The reducer reads all the nodes for the current spatial bin (the indication that it has seen all the nodes for one bin will be the first occurence of a node for a different bin) and hashes them based on coordinates. Different nodes with same coordinates hash to the same place and those nodes are duplicate. Next, for each node in the current spatial bin, the reducer find all nodes also in that bin that are closer than emin in distance and stuffs those nodes into the same place in the hash. The result is that all nodes that are equal to or within emin of a given node are gathered together.

After running thise map-reduce operation for the waterjacket dataset, I discovered that there are no two nodes of different coordinate values that are closer than emin. So, all the duplicate nodes in the waterjacket mesh are identical duplicates. I have yet to take the final step and create a new mesh by removing duplicates from the existing one.
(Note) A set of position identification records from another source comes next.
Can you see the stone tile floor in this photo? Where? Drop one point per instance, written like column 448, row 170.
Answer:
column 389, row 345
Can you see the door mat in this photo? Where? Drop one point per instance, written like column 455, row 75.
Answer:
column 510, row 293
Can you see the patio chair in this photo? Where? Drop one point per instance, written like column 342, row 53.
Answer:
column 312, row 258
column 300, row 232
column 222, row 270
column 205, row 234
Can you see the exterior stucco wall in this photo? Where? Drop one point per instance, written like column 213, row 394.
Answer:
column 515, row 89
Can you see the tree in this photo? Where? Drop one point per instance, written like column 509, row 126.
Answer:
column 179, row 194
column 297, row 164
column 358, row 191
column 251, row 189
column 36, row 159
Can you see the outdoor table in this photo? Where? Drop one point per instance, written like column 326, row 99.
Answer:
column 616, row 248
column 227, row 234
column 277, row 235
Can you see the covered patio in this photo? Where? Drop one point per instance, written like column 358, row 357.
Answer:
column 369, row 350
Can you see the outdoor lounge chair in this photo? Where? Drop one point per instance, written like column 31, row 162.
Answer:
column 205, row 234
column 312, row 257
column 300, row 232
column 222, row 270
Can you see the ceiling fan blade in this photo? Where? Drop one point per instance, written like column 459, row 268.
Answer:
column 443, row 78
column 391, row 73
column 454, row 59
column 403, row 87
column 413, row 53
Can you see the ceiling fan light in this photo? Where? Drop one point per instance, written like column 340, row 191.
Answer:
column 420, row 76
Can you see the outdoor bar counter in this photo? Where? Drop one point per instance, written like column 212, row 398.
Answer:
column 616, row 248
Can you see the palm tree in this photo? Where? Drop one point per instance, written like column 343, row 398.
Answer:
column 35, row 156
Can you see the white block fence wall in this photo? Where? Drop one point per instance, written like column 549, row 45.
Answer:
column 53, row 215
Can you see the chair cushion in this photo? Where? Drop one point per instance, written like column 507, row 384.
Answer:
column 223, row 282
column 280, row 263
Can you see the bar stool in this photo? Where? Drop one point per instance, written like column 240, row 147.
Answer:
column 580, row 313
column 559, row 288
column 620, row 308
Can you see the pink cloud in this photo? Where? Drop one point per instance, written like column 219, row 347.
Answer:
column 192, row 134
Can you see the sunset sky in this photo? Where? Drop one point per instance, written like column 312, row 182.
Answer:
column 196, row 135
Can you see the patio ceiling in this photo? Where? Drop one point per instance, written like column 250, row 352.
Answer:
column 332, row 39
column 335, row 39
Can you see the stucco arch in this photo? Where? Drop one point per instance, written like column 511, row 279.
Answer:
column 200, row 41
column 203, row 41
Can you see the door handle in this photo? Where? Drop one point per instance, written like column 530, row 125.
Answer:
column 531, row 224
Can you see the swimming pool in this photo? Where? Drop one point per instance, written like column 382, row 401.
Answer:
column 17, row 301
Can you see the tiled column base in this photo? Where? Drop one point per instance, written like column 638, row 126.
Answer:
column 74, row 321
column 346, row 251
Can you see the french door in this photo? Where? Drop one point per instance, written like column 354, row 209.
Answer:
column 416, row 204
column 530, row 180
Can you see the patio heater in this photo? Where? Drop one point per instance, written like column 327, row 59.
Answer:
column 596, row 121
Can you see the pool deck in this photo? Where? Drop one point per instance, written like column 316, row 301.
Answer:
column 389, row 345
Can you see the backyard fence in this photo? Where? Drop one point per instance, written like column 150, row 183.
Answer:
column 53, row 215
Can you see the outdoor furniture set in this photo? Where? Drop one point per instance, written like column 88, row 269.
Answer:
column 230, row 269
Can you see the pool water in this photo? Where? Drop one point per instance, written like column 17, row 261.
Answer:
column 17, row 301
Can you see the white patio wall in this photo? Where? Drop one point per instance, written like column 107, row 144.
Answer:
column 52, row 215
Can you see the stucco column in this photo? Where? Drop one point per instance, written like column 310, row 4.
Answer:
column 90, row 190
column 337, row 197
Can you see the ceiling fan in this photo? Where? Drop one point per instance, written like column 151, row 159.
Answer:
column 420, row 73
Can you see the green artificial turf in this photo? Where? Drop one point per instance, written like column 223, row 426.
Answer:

A problem with doing this in multiple map-reduce phases is that the input dataset is read multiple times. It would be interesting to see if we could get this all done in a single map-reduce step. Its concievable we could emit the global spatial bounds and minimum edge length information from each mapper multiple times but key’d for different reducers and shuffled so that it arrives at the reducers first ahead of all node data. Then, each reducer can be guaranteed of knowing the global spatial bounds and minimum edge length before processing any nodes.

Computing a Wireframe

Another thing I tought of was using some of the same stuff we started developing above to compute a sort of wireframe representation of a mesh. A simple thing is to find all nodes that are not share with other zones. That sort of gives the corners of a mesh and we experimented with that for some cases and it worked ok. Another thing to add to that is to find all edges that are shared only between two-zones (thats still a lot on the external surfaces though too) and, that connect corners and that have bound faces whose angle is large relative to faces around. them. This would be a very interesting algorithm to implement in Hadoop.